Ronald
Reagan wanted the Republican Party to be a big tent. If Glenn Beck had
his way, the Republican Party would be a straitjacket, open only to
drones who adhere to his narrow ideology.
Not even Reagan
himself, the most highly regarded Republican president within living
memory, would be welcome in a party reconfigured to Beck's
specifications. As he told USA
Today Weekend
this past week: "I’ve always said I was a Reagan-style conservative.
But I don't think Reagan was a real Republican. He just maintained some
shared values."
Theodore Roosevelt wouldn't be welcome either.

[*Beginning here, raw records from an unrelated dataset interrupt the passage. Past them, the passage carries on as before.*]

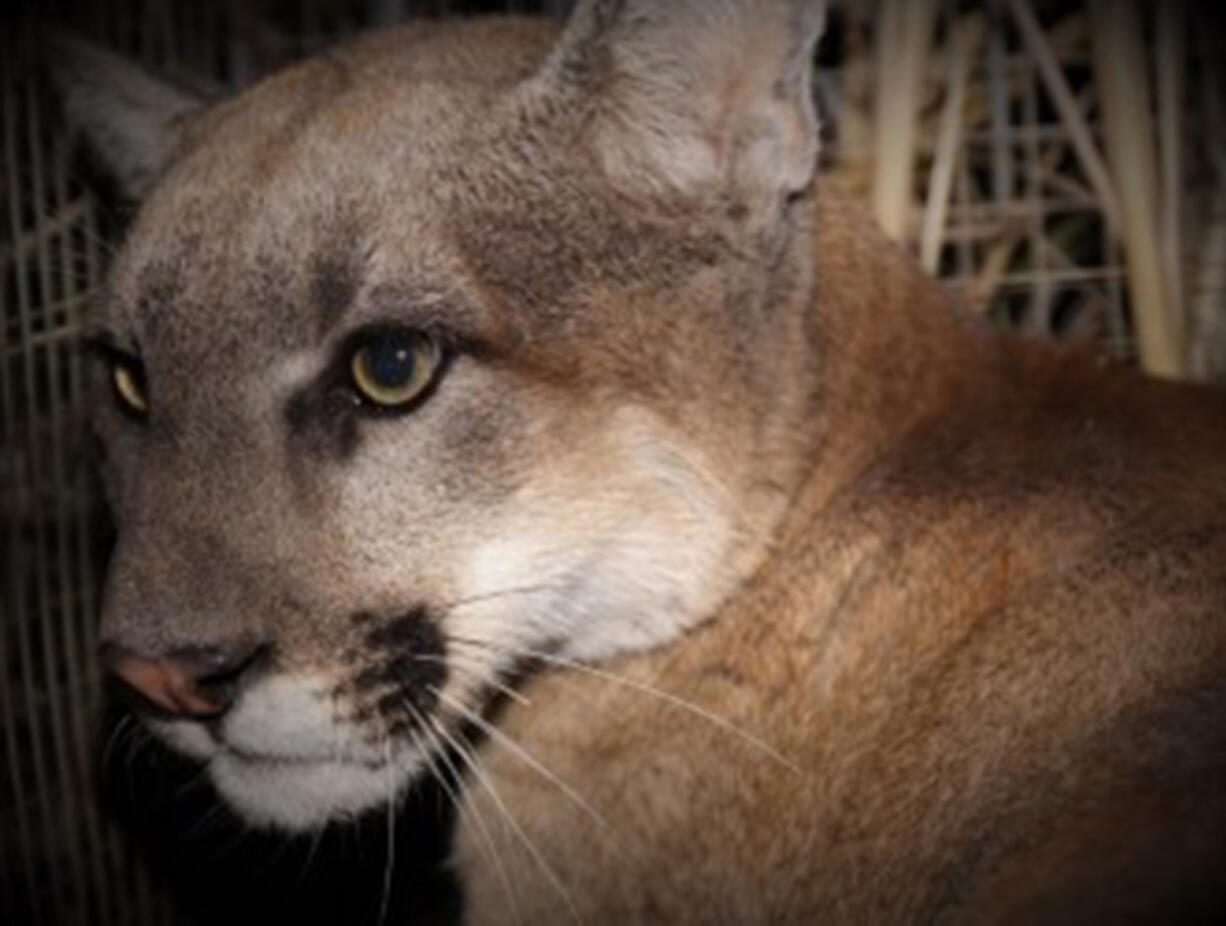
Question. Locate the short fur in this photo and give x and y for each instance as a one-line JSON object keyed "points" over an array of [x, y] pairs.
{"points": [[825, 602]]}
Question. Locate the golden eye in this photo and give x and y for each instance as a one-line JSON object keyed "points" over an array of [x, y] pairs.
{"points": [[392, 368], [130, 388]]}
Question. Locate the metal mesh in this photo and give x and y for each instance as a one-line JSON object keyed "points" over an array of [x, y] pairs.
{"points": [[1024, 237]]}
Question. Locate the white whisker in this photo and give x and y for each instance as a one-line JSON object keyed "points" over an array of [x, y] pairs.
{"points": [[460, 800], [667, 697], [391, 834], [498, 736], [470, 759]]}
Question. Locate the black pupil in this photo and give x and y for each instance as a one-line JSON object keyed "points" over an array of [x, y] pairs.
{"points": [[391, 362]]}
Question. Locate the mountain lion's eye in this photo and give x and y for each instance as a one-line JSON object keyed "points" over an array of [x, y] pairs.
{"points": [[392, 368], [129, 380]]}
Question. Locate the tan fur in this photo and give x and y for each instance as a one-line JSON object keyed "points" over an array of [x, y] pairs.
{"points": [[826, 602]]}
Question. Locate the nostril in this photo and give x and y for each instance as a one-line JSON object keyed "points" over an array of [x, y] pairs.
{"points": [[222, 670], [194, 681]]}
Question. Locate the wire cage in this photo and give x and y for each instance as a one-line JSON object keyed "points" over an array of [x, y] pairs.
{"points": [[1056, 193]]}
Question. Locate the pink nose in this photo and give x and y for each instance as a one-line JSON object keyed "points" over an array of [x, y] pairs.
{"points": [[191, 682]]}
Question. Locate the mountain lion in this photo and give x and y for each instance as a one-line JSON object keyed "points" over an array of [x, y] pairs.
{"points": [[515, 405]]}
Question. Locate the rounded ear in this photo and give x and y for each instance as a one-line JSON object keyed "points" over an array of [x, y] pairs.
{"points": [[130, 119], [696, 95]]}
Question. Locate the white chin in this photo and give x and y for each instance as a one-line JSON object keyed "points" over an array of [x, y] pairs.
{"points": [[303, 795]]}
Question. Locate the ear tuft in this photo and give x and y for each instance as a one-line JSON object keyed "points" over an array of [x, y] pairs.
{"points": [[698, 95], [130, 119]]}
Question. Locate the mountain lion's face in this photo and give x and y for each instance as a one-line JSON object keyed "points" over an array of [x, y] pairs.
{"points": [[403, 393]]}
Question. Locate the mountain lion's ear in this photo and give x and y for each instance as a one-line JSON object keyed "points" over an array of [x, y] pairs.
{"points": [[696, 95], [131, 120]]}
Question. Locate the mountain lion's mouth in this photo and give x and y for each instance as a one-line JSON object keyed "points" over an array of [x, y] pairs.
{"points": [[298, 792], [292, 759]]}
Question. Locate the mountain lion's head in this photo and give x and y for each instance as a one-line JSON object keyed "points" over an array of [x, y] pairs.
{"points": [[457, 347]]}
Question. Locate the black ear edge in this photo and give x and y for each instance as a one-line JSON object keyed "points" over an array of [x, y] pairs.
{"points": [[129, 119]]}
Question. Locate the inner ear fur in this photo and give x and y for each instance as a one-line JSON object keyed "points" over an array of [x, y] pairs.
{"points": [[131, 120], [695, 96]]}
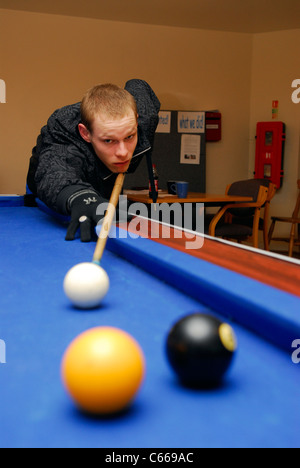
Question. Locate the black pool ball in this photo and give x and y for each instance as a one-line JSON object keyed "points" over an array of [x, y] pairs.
{"points": [[200, 349]]}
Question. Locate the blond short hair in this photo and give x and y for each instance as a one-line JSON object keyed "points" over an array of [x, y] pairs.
{"points": [[106, 99]]}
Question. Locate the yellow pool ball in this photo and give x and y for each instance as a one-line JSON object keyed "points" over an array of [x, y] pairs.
{"points": [[103, 369]]}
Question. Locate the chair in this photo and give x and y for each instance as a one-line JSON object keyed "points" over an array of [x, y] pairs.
{"points": [[222, 225], [263, 221], [294, 221]]}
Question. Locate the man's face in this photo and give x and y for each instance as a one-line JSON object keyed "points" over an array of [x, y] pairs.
{"points": [[114, 141]]}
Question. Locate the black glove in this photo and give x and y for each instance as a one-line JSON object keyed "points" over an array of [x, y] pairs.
{"points": [[83, 207]]}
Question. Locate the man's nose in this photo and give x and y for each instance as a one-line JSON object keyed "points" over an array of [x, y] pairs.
{"points": [[122, 150]]}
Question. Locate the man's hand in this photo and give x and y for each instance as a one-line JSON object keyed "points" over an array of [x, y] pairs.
{"points": [[83, 206]]}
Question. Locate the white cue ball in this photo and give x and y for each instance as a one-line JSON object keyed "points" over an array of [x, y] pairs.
{"points": [[86, 284]]}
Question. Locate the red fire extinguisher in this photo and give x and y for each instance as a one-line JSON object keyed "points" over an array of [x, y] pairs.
{"points": [[269, 154]]}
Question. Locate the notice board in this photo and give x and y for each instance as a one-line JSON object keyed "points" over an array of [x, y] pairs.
{"points": [[179, 152]]}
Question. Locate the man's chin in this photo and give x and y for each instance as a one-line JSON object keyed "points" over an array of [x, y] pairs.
{"points": [[120, 169]]}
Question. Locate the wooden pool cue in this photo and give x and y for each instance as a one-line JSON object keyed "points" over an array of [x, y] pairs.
{"points": [[108, 219]]}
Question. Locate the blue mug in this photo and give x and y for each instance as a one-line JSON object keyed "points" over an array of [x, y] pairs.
{"points": [[182, 189]]}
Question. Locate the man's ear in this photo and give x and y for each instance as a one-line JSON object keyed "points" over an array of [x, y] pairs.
{"points": [[84, 133]]}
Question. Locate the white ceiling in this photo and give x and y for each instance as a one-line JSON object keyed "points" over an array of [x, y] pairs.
{"points": [[249, 16]]}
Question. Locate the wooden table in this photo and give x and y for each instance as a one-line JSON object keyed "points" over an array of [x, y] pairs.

At last week's Conservative Political Action Conference, Beck scorned
the Rough Rider as the spear carrier of a "socialist utopia."
Actually,
if Beck cracked open a history textbook, he would find that TR loathed
socialism. Roosevelt fought to smooth the rough edges of industrial
capitalism, in order to head off what he feared would be a socialist
revolution.
As Washington Post
conservative columnist Michael Gerson wrote February 26: "(Roosevelt)
sought to preserve the market system by regulating its health, safety
and fairness. This is not laissez faire, but it is an authentic
conservative tradition - the use of incremental reform to diffuse
radicalism."
Would Beck and his brigades accept Barry Goldwater?
Not likely. After all, Mr. Conservative once said: "While I am a great
believer in the free enterprise system and all that it entails, I am an
even stronger believer in the right of our people to live in a clean
and pollution-free environment."
One can only imagine how hard Beck's temple would throb at that notion.
Even
Abraham Lincoln's bona fides might be called into question. Among
Lincoln's vast contributions to America, he protected Yosemite Valley,
setting a precedent for establishing national parks owned in common and
open to everyone, rich or poor, to enjoy. No room for that sort of
communitarian vision in Beck's world.
In Beck's world of
circular firing squad litmus tests, there is no room for anything that
resembles traditional conservatism – the pairing of rights to duties,
of freedom to responsibility, or of individual liberties to communal
obligations.
Traditional conservatism is guided by prudence,
respectful of custom and continuity, mindful of man's imperfectability,
and deeply skeptical of the utopian chimeras peddled by Beck and
like-minded radicals.
The Republican Party would be wise to stop
listening to them and offer America wise alternatives grounded in the
reform conservatism of Theodore Roosevelt and Ronald Reagan.